Si sa e se ne parla sempre di più: la tutela dei minori nel mondo dei social network deve essere rafforzata.
I social sono uno strumento potentissimo e, se usati in modo scorretto o superficiale, possono avere conseguenze spiacevoli per usare un eufemismo.
I problemi principali sono due:
- i minori possono creare account senza la supervisione o il permesso dei genitori, correndo il rischio di imbattersi in situazioni che non sono in grado di gestire o capire totalmente;
- i genitori pubblicando fin da piccoli foto, video e aggiornamenti, non tutelano la privacy dei minori. Questo fenomeno prende il nome di “Sharenting”, ovvero sharing (condivisione) e parenting (genitorialità).
Le normative e le leggi di riferimento sono praticamente inesistenti o insufficienti a tutelare il minore. In Italia il divieto di iscriversi su Facebook, Instagram, Twitter, Snapchat e Whatsapp sussiste fino ai 13 anni, mentre tra i 13 e 14 anni serve la supervisione di genitori, in ottemperanza del General Data Protection Regulation (Gdpr), entrato in vigore nel 2018, che regolamenta il trattamento dei dati e il diritto alla privacy.
Ma viene rispettato nella realtà? Purtroppo no, la maggior parte delle iscrizioni vengono fatte senza dichiarare l’età reale e non vengono richiesti accertamenti sufficienti a “scoprire” la veridicità delle informazioni; in molti casi, addirittura, viene dichiarata un’età falsa con la presenza dei genitori.
È vero che ormai, fin da piccoli, i bambini acquisiscono le abilità necessarie per l’utilizzo di smartphone e tablet, ma non conoscono realmente le potenzialità di questi strumenti e gli eventuali rischi. C’è da aggiungere che sulla stessa linea troviamo gli stessi genitori, i quali, vivendo online una vita simile a quella dei figli, sono inconsapevoli delle conseguenze delle loro azioni e incapaci di presentarsi come una guida.
Ma quali sono questi rischi?
Si può parlare di rischi di contenuto, come l’esposizione a materiale razzista o che promuove disturbi alimentari o comportamenti autolesionisti. Ci sono i rischi di contatto, come l’addescamento online, la pedofilia virtuale e la pedopornografia. E, inoltre, sono possibili anche i rischi di comportamento, come il cyberbullismo o il sexting, che possono avere gravi conseguenze per la salute mentale e l’incolumità dei giovani.
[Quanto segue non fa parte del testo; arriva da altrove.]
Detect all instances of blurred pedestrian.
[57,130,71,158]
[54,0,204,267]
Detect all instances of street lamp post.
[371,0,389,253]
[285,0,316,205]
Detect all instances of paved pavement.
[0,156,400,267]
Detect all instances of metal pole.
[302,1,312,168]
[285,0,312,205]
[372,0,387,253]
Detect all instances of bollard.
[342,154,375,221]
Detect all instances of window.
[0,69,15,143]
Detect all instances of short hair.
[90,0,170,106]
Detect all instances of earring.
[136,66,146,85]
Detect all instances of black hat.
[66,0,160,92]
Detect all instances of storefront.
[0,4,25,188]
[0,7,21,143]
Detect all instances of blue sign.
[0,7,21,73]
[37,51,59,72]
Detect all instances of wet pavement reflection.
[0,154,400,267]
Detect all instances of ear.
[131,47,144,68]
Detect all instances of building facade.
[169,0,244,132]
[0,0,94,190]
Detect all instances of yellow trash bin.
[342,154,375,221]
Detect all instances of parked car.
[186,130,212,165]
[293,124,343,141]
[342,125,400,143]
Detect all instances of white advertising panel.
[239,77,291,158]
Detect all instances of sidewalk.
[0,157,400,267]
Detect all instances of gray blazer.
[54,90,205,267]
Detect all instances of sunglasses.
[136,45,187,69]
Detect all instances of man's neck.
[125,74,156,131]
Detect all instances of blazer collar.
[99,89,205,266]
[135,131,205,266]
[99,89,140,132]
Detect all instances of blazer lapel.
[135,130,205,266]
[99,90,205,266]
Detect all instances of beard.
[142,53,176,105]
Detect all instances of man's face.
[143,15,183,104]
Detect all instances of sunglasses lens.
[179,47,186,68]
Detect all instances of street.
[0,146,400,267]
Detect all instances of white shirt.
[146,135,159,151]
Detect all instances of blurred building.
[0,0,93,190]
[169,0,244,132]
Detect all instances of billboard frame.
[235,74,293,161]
Anche per lo “sharenting” non è prevista una legge specifica che regolamenti la condivisione delle fotografie dei figli, ma si fa riferimento alle regole generali sul diritto alla vita privata, alla tutela della propria immagine, ai doveri di protezione ed educazione che incombono sui genitori. Vista la mancanza di leggi chiave, la prima cosa da fare è educare digitalmente la generazione adulta.
Cosa si potrebbe ottenere?
- maggiore consapevolezza con conseguente diminuzione di foto condivise di minori sul web;
- comprensione da parte dei minori dei rischi dei social e della navigazione in rete.
Come si può fare?
- dialogando attivamente e costantemente, informandosi consapevolmente sulle competenze mediali: conoscere il mondo digitale e valutare in modo attivo e critico gli eventuali pericoli a cui si può incorrere;
- partecipando a confronti e a momenti informativi con persone esperte e preparate e/o con altri genitori.
L’obiettivo è diventare, per i ragazzi, un punto di riferimento a cui possono rivolgersi ogni qualvolta abbiano un problema legato al mondo digitale.
“Quando metti la tua vita online non c'è più via d'uscita.” - The Circle (Film 2017).